India may have ascended to the rank of the world’s fourth-largest economy, yet the dividends of its expansion have scarcely permeated the everyday lives of urban residents, with a new report by non-profits Janaagraha and Jana Urban Space Foundation contending that rapid growth has coincided with a steady erosion of liveability across the country’s metropolitan landscape.
Titled Shaping Urban India: By Design, Not by Default, the report argues that India’s major cities have languished in the lower tiers of global liveability rankings between 2020 and 2024, even as substantial public investment has flowed into urban infrastructure.
Despite an estimated ₹8.36 lakh crore being channelled into cities since 2015, the report attributes the persistence of poor living standards to fragmented governance, uniform planning templates imposed on diverse urban typologies, deficient city-level data, and local governments stripped of meaningful authority.

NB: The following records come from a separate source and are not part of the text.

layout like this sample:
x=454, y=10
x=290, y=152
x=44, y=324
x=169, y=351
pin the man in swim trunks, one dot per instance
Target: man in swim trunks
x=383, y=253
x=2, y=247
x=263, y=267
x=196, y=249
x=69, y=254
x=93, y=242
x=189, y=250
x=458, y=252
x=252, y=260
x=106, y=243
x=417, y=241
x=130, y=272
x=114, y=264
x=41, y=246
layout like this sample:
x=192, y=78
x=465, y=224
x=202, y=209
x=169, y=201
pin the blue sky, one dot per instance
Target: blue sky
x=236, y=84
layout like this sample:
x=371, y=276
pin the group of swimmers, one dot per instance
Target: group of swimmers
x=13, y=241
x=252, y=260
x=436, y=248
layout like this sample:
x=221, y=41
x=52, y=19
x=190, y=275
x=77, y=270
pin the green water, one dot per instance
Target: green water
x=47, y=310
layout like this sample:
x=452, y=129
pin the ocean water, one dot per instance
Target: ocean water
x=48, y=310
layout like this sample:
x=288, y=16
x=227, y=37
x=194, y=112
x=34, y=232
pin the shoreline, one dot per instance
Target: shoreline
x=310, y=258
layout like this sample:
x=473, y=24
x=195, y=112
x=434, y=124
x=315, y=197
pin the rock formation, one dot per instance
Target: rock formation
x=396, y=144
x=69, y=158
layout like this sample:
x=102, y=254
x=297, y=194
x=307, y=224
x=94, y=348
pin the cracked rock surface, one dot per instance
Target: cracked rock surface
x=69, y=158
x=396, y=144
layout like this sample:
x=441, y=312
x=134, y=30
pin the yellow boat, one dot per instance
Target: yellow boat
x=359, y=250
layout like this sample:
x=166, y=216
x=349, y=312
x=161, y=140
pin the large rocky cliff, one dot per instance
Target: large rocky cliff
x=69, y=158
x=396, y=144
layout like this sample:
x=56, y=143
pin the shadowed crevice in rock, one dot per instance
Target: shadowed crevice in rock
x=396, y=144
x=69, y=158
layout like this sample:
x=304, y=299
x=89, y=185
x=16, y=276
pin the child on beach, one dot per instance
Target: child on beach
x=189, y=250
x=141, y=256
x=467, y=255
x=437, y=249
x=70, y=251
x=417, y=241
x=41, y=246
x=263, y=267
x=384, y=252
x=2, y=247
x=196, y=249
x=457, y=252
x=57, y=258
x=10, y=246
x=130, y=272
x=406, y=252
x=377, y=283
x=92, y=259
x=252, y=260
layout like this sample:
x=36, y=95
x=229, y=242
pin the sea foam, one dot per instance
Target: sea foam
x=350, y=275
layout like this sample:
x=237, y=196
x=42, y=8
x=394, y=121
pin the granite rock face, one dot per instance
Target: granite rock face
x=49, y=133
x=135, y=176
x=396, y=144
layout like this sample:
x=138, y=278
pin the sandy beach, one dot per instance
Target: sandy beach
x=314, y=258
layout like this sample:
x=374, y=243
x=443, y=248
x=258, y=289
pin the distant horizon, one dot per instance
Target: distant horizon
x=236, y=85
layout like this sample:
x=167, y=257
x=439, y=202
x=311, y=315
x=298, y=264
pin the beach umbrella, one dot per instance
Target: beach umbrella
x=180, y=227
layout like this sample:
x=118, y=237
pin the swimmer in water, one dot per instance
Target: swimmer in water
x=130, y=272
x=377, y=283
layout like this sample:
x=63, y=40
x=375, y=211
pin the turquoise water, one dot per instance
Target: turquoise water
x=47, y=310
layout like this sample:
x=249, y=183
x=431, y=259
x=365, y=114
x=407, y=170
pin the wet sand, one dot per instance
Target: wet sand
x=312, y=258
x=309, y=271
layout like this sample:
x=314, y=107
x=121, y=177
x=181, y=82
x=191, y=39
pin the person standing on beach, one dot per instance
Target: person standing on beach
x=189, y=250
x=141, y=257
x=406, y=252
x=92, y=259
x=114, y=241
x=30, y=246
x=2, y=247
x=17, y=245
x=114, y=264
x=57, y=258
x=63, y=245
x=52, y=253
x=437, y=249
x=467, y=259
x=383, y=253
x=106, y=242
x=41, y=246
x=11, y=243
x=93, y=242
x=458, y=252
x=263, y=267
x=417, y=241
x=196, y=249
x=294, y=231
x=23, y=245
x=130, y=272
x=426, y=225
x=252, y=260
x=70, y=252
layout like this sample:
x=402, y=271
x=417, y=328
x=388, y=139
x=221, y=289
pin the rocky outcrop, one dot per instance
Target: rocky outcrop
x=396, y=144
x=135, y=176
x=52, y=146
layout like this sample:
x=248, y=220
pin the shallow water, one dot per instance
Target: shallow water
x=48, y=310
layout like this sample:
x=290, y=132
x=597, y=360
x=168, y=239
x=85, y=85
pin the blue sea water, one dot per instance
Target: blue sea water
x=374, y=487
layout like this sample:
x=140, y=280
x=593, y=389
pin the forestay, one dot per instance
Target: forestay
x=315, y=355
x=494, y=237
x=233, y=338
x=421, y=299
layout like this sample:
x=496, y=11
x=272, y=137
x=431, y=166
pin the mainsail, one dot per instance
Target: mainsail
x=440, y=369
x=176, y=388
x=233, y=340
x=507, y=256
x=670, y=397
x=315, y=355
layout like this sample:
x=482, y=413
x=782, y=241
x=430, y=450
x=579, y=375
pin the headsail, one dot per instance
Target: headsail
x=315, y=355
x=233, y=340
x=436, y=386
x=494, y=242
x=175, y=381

Housing affordability has deteriorated, commutes have grown longer and more perilous, green spaces have diminished, and recurrent flooding and declining air quality have compounded public health burdens, thereby inflating healthcare costs while simultaneously eroding productivity.

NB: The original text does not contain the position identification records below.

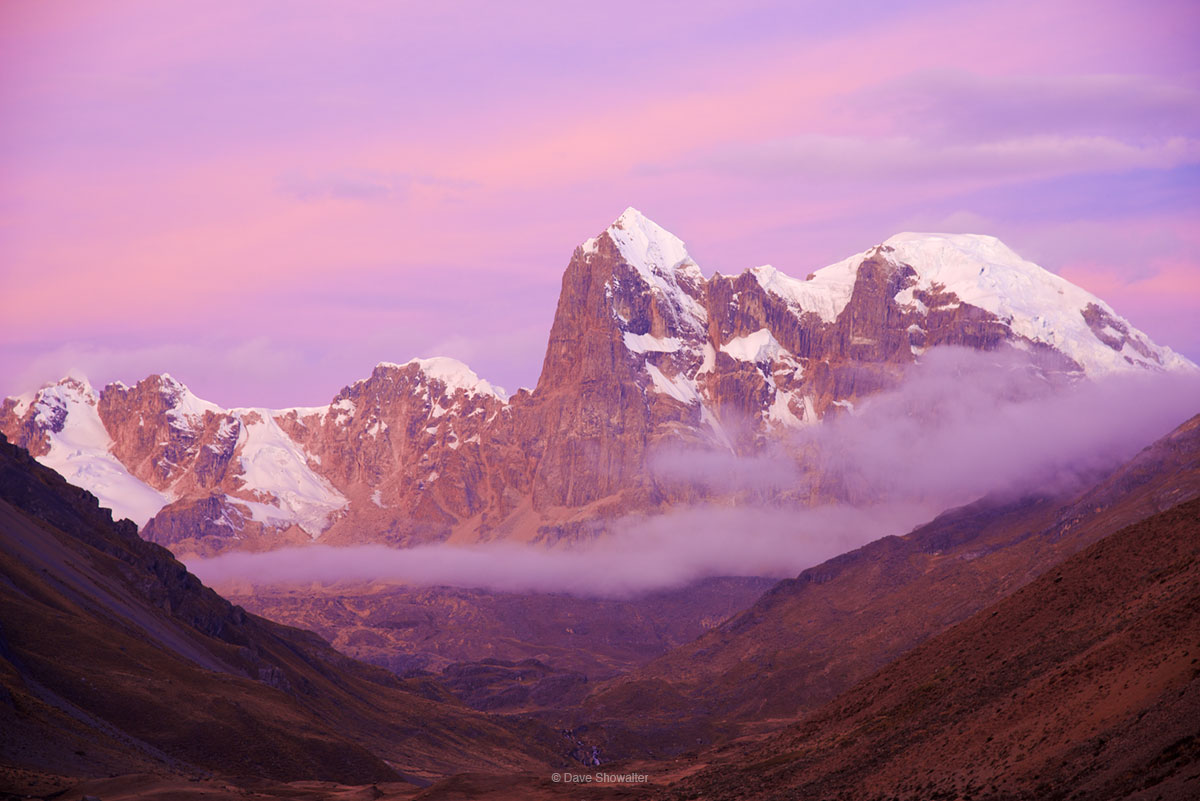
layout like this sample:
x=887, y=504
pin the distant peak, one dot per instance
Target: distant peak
x=648, y=247
x=75, y=377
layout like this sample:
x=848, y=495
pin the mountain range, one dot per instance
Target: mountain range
x=645, y=354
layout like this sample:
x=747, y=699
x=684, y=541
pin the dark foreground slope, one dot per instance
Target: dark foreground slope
x=813, y=637
x=115, y=660
x=1081, y=685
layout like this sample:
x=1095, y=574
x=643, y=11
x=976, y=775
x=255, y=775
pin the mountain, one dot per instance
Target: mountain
x=643, y=353
x=813, y=637
x=115, y=660
x=1081, y=685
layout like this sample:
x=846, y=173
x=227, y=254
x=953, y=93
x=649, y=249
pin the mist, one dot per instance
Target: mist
x=961, y=426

India’s urban population, currently estimated between 522 million and 1.23 billion, is projected to swell dramatically, with at least 723 million residents expected to inhabit cities by 2050; yet this rapid urbanisation, the report warns, is unfolding through unplanned sprawl rather than deliberate design.
The country’s urban footprint has expanded by 2.5 million hectares since 2005-06, while affordable housing in seven major cities has plunged from 40 per cent of new construction in 2019 to 16 per cent in 2024, even as luxury housing surged to dominate the market.
Peripheral areas, often deprived of piped water and critical infrastructure, have consequently evolved into under-serviced extensions, forcing residents to bear higher costs for diminished amenities.
Although cities generate more than 60 per cent of India’s GDP and are expected to produce 70 per cent of new jobs by 2030, the productivity gains remain modest; when an Indian city doubles in size, economic output rises by only 12 per cent on average, underscoring inefficiencies in planning and governance.
Congestion, inadequate mobility systems, and minimal allocation for pedestrian infrastructure further constrain workforce participation, particularly for women, while environmental degradation exacerbates the crisis. Concretisation has erased vegetation and water bodies, intensifying urban heat and flood risks, and air pollution alone is estimated to cost businesses $95 billion annually.
The report concludes that structural reforms in planning, decentralised governance, and state capacity are imperative, arguing that without decisive political commitment, institutional restructuring, and sustained citizen engagement, India’s cities will remain engines of growth that paradoxically diminish the quality of life they are meant to enhance.